Edwards JD, Li Z, McFarlane P, Rabi DM, Gilbert J, Bajaj HS, MacIntosh BJ, Bittman J.
We are providing an unedited version of this manuscript to give early access to its findings. Before final publication, the manuscript will undergo further editing. Please note there may be errors present which affect the content, and all legal disclaimers apply.
Abstract
Using cross-sectional data from 26 general hospitals in China that treated stroke patients in the Department of Rehabilitation Medicine, the aim of this research is to explore the potential association between upper limb motor function and balance function after stroke. We conducted a prospective cross-sectional study involving 1573 stroke patients hospitalized in the rehabilitation medicine departments of 26 hospitals across China. Upper limb motor function and balance were evaluated using the Fugl-Meyer Assessment-Upper Extremity (FMA-UE) and the Berg Balance Scale (BBS), respectively. Linear regression analysis and smoothing curve fitting were performed to examine the relationship between upper limb motor and balance functions. This study included 1573 non-pregnant adults aged 18 years or older, with a mean age of 61.2 ± 12.5 years, of whom 69.0% were male. After adjusting for potential confounders, a significant positive association was observed between upper limb motor function and balance function after stroke (β = 0.48, 95% CI: 0.44–0.51, p < 0.001). Subgroup analyses indicated that this association was more pronounced in the acute phase (≤ 7 days) compared with the subacute and recovery phases.
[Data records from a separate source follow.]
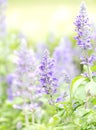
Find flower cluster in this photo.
[39,50,58,103]
[74,2,96,79]
[74,2,92,49]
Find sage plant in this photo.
[0,0,7,38]
[74,2,96,80]
[39,50,58,104]
[53,37,78,82]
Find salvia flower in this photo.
[39,50,58,103]
[74,2,92,49]
[75,2,96,80]
[0,0,7,38]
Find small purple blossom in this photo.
[39,50,58,104]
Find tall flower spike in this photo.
[75,2,96,80]
[39,50,58,104]
[74,2,92,49]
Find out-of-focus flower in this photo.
[39,50,58,103]
[0,0,7,38]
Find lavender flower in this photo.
[39,50,58,103]
[13,39,38,110]
[0,0,7,38]
[74,2,92,49]
[53,38,78,80]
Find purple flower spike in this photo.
[74,2,92,49]
[0,0,7,38]
[39,50,58,104]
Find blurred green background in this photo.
[7,0,96,41]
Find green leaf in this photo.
[70,76,86,97]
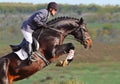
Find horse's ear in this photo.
[79,17,84,24]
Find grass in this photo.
[14,61,120,84]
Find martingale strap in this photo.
[33,51,50,66]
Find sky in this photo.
[0,0,120,5]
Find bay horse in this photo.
[0,17,92,84]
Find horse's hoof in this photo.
[56,60,68,67]
[56,60,63,67]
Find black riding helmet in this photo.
[47,2,58,11]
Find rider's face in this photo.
[50,9,57,16]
No significant interactions were detected across other subgroups (p > 0.05 for all interactions). Smooth curve fitting revealed distinct saturation effects for FMA-UE and BBS, with inflection points at 25 and 45, respectively. Sensitivity analyses further confirmed these results, supporting the robustness of the findings. This study identified a significant positive association between upper limb motor function and balance function following stroke, highlighting the potential role of upper limb motor recovery in predicting balance outcomes. Further large-scale and multidimensional studies are needed to clarify the underlying mechanisms linking upper limb motor control and post-stroke balance function.